According to the White House, Pat Robertson either is lying or terribly mistaken for saying he told Bush just before the Iraq invasion to warn the American people about inevitable casualties. Bush, according to Robertson, responded: "We're not going to have any casualties." Obviously, the White House staff does not want anyone to think Bush could be that clueless, so they're denying he said it, although they admit he spoke to Robertson in Nashville in early 2003.
Here's some further evidence backing Robertson's recollection. He said something to similar to Connie Chung on CNN in February 2003, not long after his conversation with Bush.

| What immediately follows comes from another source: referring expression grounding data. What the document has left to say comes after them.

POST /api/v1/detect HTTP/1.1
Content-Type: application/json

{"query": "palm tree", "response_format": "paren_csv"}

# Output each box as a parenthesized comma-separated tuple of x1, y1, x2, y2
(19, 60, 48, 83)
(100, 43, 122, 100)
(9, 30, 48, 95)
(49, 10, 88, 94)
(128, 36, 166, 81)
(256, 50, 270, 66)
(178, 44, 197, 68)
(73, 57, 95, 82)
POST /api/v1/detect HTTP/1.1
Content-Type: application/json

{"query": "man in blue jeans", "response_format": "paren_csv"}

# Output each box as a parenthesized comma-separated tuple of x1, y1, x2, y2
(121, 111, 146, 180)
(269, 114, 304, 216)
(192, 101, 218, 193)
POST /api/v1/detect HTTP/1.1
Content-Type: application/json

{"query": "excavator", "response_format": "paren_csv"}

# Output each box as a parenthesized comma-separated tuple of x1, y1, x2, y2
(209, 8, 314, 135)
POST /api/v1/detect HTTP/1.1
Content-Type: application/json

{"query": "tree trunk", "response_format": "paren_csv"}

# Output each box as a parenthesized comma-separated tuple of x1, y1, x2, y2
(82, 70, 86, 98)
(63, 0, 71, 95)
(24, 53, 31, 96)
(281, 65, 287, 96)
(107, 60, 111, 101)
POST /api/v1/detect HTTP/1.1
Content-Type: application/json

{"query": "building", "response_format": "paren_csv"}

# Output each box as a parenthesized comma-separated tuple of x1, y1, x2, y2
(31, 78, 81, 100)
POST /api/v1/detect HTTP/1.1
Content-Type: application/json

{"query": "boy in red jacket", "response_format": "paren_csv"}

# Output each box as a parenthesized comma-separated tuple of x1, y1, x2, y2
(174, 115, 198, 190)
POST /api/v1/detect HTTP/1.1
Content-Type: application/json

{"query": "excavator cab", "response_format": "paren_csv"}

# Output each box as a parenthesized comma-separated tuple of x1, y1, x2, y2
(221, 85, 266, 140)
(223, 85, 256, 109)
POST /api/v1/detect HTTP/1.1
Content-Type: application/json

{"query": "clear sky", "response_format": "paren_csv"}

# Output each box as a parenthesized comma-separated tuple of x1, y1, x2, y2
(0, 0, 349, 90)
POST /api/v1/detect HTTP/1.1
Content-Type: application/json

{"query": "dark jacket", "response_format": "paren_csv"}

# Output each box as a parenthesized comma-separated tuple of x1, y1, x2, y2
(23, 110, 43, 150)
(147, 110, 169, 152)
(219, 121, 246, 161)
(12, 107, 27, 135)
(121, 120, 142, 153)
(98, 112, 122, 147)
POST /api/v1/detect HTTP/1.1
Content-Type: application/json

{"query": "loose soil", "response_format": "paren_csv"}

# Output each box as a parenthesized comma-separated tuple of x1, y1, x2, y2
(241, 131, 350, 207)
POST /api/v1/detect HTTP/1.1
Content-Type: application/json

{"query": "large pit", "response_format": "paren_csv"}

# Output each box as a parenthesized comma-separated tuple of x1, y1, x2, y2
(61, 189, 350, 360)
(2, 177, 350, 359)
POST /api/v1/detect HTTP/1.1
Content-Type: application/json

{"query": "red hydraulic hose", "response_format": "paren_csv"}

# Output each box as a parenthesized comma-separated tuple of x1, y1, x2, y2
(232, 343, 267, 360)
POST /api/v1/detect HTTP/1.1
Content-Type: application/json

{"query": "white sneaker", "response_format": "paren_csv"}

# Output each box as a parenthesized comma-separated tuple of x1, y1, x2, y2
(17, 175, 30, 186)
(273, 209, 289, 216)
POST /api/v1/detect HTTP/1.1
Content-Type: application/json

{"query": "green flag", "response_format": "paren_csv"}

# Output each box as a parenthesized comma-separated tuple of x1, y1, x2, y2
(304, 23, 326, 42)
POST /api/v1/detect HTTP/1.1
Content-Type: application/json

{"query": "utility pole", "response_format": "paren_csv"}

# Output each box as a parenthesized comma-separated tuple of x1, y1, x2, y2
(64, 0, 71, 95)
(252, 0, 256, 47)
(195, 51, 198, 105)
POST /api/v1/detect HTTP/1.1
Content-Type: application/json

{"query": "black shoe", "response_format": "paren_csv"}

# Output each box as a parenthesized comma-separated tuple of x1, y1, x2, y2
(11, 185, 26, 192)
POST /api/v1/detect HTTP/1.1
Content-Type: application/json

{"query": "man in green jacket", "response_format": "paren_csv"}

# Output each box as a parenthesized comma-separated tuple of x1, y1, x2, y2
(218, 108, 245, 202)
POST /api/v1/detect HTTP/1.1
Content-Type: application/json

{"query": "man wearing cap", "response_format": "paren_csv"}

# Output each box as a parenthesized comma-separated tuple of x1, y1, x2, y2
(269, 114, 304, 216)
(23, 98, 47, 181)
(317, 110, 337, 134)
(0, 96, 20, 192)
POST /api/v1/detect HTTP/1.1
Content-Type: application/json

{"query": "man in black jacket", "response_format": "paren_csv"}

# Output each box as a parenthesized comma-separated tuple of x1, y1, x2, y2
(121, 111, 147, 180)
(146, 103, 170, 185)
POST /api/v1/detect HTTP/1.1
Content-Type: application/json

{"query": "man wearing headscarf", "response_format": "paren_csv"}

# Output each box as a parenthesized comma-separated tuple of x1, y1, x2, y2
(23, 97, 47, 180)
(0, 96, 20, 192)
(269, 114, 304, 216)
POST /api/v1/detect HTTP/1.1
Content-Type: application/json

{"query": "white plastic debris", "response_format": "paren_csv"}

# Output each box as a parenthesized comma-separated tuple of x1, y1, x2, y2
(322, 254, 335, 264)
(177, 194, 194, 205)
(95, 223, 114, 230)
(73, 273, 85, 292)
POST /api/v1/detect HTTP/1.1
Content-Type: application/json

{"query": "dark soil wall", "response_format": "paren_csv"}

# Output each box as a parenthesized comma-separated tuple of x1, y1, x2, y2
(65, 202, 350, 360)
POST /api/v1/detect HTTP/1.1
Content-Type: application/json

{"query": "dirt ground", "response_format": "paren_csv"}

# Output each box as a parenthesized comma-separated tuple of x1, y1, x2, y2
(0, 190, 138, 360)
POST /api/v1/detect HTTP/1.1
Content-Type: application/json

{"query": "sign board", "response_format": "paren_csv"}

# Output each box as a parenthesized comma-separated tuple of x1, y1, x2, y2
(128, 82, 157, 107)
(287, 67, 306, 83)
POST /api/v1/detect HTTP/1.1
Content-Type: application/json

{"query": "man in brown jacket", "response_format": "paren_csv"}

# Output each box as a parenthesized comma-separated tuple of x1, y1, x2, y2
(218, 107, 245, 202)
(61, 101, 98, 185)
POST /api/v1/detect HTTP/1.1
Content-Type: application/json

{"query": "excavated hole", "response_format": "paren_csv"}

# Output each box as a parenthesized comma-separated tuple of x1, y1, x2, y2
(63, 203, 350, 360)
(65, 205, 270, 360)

"CHUNG: Let's turn to Iraq for a moment.
CHUNG: Because I'm wondering if you believe the United States should invade Iraq without U.N. backing.
ROBERTSON: Connie, I have, over the last year or so, been quite concerned about entering into this war. We should have gone in after him in the Gulf War I. This thing is fraught with danger. And I think we need to understand that. I told the president that just recently, that we have got to prepare the American people for civilian casualties, for possibly our casualties, for gassing, for various chemical weapons against them.
CHUNG: And, sir, in the last 15 seconds, do you believe we need U.N. backing?
ROBERTSON: Connie, I think the U.N., frankly, is a joke. And I think they're becoming impotent and I think they're becoming ineffective. And the dithering on this matter just proves it. So I don't think that's necessary. We've already got Resolution 1141. That's all we need.
CHUNG: So are you saying to the president, go ahead, but warn... ROBERTSON: I think that's it. We're too far along the way to stop back now. And you have no choice but to go forward, so be resolute, but please tell the American people to expect trouble and don't think it's going to be a cakewalk."
If Bush agreed with Robertson in their conversation before the war, perhaps Robertson wouldn't have felt the need to plead with the president to warn America about casualties in a subsequent televised interview. (Thanks to Elisabeth Riba for CNN link.)